Now is a good time to start reading on African Cichlid compatability, there are many types of Africans and most are not compatible with others. Do you have any stocking ideas in mind?


----------



## tcald429

dalfed said:


> Now is a good time to start reading on African Cichlid compatability, there are many types of Africans and most are not compatible with others. Do you have any stocking ideas in mind?


I have always preferred the Mbunas aggressiveness/active nature and would like the challenge of keeping them. I really have no interest in breeding and have been strongly considering the all male mbuna tank, just because I think I would enjoy having a bigger variety of species rather than m:f groups. As for specific fish, haven't really gotten that far yet...but open for suggestions and opinions.


----------



## dalfed

The problem I can see with the all male tank is only in finding a source for the fish, someone knowledgeable and willing to sex juveniles with a large variety may be tough to find. Have never had an all male mbuna tank but am wondering if you will see there aggressive/active behavior without females???


----------



## dalfed

Went looking for info and found this you may want to read - All-Male Malawi Tank


----------



## Jet

I have an all male mbuna 210 litres, with the exception of two female haps. It was a pleasant surprise to me how well it is working out. The aggression level is less than that of my tiger barbs in my 150 litre. They ignore the haps. They are all different species except I have two yellow labs, which avoid each other.


----------



## dalfed

Jet said:


> I have an all male mbuna 210 litres, with the exception of two female haps. It was a pleasant surprise to me how well it is working out. The aggression level is less than that of my tiger barbs in my 150 litre. They ignore the haps. They are all different species except I have two yellow labs, which avoid each other.
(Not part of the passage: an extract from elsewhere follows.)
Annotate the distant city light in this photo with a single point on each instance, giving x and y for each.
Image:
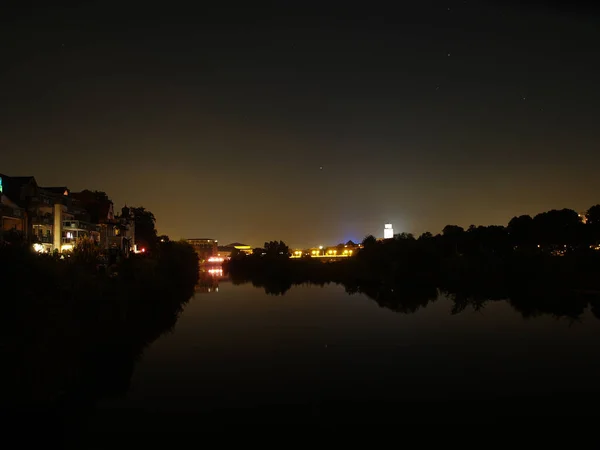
(388, 231)
(215, 259)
Can you give me a list of tankmates, tank setup, and how long you have had this up and running. I am getting interested in the idea and would really like some more info, pic would be great.


----------



## Jet

In that tank I have one Johanni, one rusty, one ice blue zebra, one red zebra, one cobalt blue, two yellow labs, and then the three haps. These include one female super vc10 and one Malawi eye biter. I also have one male ahli that I've been watching closely. The tank has been set up for only about four months and the only ones showing really any noticeable aggression are the labs when they cross paths (usually they avoid each other) and my cobalt blue, which isn't that bad anyway. If problems develop further on I am prepared to move any individuals to another tank. I can post photographs once I take them, which will be soon.


----------



## Jet

As for setup I have a Whisper ex 70 but I think I'm switching soon to an Eheim canister or possibly Fluval. My substrate is gravel. I know sand works best for cichlids but my parents bought the filter and gravel for my birthday without consulting me. It is planted but some of the plants are only semi-aquatic so I have to take them out once in a while for air. I have petrified wood and limestone as part of the décor.


----------



## dalfed

Jet said:


> In that tank I have one Johanni, one rusty, one ice blue zebra, one red zebra, one cobalt blue, two yellow labs, and then the three haps. These include one female super vc10 and one Malawi eye biter. I also have one male ahli that I've been watching closely. The tank has been set up for only about four months and the only ones showing really any noticeable aggression are the labs when they cross paths (usually they avoid each other) and my cobalt blue, which isn't that bad anyway. If problems develop further on I am prepared to move any individuals to another tank. I can post photographs once I take them, which will be soon.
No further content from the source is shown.